Redeemable Fixed Rate Notes
Royal Bank of Canada

AGREEMENT WITH RESPECT TO THE EXERCISE OF CANADIAN BAIL-IN
POWERS
By its acquisition of the Notes, each holder or beneficial owner is deemed to (i) agree to be bound, in respect of that Note, by the CDIC Act, including the conversion of that Note, in whole or in part – by means of a transaction or series of transactions and in one or more steps – into common shares of the Bank or any of its affiliates under subsection 39.2(2.3) of the CDIC Act and the variation or extinguishment of that Note in consequence, and by the application of the laws of the Province of Ontario and the federal laws of Canada applicable therein in respect of the operation of the CDIC Act with respect to that Note; (ii) attorn and submit to the jurisdiction of the courts in the Province of Ontario with respect to the CDIC Act and those laws; and (iii) acknowledge and agree that the terms referred to in paragraphs (i) and (ii), above, are binding on that holder or beneficial owner despite any provisions in the indenture or that Note, any other law that governs that Note and any other agreement, arrangement or understanding between that holder or beneficial owner and the Bank with respect to that Note.

Holders and beneficial owners of any Note will have no further rights in respect of that Note to the extent that Note is converted in a bail-in conversion, other than those provided under the bail-in regime, and by its acquisition of an interest in any Note, each holder or beneficial owner of that Note is deemed to irrevocably consent to the converted portion of the principal amount of that Note and any accrued and unpaid interest thereon being deemed paid in full by the Bank by the issuance of common shares of the Bank (or, if applicable, any of its affiliates) upon the occurrence of a bail-in conversion, which bail-in conversion will occur without any further action on the part of that holder or beneficial owner or the trustee; provided that, for the avoidance of doubt, this consent will not limit or otherwise affect any rights that holders or beneficial owners may have under the bail-in regime.

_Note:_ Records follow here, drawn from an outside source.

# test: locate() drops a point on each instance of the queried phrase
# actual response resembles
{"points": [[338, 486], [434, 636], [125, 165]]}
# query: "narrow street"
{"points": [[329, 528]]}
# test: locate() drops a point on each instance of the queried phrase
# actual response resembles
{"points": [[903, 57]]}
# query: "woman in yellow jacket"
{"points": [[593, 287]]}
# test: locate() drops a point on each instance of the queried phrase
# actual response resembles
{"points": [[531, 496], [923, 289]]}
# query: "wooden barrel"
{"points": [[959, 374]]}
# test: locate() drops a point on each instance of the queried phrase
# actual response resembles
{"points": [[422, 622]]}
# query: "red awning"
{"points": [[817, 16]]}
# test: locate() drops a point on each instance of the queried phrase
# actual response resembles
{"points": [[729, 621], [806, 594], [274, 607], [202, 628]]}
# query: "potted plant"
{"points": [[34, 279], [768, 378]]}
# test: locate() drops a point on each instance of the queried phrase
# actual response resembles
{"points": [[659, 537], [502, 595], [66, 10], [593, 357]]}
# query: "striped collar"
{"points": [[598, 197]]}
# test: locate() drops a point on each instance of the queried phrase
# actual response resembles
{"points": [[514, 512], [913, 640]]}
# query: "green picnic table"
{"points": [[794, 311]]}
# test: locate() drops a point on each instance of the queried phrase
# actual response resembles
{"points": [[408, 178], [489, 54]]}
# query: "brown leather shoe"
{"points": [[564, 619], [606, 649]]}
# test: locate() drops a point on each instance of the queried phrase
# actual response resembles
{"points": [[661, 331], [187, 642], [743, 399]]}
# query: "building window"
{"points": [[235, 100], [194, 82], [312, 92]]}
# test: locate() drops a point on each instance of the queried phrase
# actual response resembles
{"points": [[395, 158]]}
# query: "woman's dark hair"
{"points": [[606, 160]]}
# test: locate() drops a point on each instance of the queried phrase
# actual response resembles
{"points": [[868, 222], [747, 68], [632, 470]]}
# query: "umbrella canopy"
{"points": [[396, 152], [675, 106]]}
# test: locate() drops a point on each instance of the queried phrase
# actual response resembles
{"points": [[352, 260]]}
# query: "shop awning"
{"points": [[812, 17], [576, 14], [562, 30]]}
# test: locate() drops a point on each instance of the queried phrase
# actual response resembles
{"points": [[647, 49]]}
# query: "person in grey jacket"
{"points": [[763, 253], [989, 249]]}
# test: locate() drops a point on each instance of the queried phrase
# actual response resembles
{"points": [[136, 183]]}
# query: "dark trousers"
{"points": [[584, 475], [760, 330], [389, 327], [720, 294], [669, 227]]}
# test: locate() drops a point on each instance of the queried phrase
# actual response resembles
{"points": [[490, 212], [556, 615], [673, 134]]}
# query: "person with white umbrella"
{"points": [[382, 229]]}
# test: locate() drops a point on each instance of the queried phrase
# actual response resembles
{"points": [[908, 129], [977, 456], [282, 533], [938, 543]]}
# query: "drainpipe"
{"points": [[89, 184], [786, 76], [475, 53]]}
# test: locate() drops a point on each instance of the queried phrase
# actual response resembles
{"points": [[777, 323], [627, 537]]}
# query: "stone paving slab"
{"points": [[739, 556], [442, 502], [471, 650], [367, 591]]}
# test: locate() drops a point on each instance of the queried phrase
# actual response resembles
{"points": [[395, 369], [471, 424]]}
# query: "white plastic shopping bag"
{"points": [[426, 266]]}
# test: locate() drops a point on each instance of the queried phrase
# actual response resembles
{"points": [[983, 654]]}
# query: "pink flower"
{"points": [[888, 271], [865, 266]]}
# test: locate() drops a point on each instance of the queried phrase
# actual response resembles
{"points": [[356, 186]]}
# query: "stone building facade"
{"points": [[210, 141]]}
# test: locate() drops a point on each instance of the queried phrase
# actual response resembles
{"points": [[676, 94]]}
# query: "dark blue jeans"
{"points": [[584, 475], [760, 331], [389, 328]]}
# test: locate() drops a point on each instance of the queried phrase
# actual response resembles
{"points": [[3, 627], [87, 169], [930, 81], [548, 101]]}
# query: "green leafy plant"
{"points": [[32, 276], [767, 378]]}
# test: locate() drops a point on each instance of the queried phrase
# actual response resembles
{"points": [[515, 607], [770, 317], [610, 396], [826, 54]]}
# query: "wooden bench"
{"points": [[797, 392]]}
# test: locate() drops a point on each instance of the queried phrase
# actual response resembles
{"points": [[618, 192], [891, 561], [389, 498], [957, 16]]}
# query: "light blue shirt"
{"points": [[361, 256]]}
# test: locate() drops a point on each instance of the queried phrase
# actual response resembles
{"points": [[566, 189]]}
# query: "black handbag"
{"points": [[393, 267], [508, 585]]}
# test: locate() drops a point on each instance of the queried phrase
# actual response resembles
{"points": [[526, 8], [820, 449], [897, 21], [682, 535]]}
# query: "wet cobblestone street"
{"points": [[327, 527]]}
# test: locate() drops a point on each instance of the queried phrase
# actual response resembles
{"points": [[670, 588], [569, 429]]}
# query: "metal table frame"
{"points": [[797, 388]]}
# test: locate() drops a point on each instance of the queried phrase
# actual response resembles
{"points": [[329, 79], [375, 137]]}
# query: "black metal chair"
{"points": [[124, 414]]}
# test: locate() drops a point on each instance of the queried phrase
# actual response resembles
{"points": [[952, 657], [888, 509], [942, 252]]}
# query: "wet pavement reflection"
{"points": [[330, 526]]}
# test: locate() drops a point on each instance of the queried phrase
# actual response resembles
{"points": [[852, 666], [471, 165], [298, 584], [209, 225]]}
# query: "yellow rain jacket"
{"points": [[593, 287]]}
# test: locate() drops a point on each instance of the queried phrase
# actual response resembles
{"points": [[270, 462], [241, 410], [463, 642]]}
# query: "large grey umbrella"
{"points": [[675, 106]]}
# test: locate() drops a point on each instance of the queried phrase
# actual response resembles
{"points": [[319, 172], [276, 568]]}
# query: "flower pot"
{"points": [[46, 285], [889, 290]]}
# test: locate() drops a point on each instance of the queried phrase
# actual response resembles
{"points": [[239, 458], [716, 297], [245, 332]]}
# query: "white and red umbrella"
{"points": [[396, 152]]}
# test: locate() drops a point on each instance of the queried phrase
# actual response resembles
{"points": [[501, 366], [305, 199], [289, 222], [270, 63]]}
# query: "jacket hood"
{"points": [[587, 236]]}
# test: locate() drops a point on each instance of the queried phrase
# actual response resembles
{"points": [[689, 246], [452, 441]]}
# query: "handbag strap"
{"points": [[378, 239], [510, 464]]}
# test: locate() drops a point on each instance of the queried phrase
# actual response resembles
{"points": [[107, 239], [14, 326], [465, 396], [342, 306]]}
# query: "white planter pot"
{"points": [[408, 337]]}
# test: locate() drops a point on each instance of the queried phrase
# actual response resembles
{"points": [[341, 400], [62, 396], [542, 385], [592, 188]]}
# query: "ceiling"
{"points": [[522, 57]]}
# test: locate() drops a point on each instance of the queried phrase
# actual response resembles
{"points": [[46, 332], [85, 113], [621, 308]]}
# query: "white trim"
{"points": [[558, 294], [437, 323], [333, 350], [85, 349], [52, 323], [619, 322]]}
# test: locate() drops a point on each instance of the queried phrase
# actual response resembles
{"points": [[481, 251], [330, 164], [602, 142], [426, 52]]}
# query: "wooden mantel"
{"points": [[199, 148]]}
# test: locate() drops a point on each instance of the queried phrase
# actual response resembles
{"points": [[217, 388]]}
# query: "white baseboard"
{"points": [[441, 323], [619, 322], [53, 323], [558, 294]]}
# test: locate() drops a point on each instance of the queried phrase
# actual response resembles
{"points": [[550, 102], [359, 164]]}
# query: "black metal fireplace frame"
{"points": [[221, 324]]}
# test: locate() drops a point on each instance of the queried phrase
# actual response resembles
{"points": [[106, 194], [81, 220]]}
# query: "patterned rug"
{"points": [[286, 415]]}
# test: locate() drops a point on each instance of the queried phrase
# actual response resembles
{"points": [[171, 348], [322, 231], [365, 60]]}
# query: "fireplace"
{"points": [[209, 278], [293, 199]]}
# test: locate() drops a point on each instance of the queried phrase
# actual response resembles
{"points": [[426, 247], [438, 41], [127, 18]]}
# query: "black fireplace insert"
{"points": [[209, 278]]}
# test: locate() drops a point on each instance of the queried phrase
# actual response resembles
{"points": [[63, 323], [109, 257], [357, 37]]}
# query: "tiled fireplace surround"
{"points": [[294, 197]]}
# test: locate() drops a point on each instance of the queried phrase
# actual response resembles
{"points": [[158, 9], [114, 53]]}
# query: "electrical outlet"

See “Description of Notes We May Offer―Special Provisions Related to Bail-inable Notes” in the accompanying prospectus supplement dated September 14, 2021 for a description of provisions applicable to the Notes as a result of Canadian bail-in powers.

P-6
RBC Capital Markets, LLC





Redeemable Fixed Rate Notes
Royal Bank of Canada

SUPPLEMENTAL PLAN OF DISTRIBUTION (CONFLICTS OF INTEREST)
We expect that delivery of the Notes will be made against payment for the Notes on or about August 29, 2022, which is the second (2nd) business day following the Pricing Date (this settlement cycle being referred to as “T+2”). See “Plan of Distribution” in the prospectus supplement dated September 14, 2021. For additional information as to the relationship between us and RBC Capital Markets, LLC, please see the section “Plan of Distribution—Conflicts of Interest” in the prospectus dated September 14, 2021.
After the initial offering of the Notes, the price to the public may change.
We may use this pricing supplement in the initial sale of the Notes. In addition, RBC Capital Markets, LLC or another of our affiliates may use this pricing supplement in a market-making transaction in the Notes after their initial sale. Unless we or our agent informs the purchaser otherwise in the confirmation of sale, this pricing supplement is being used in a market-making transaction.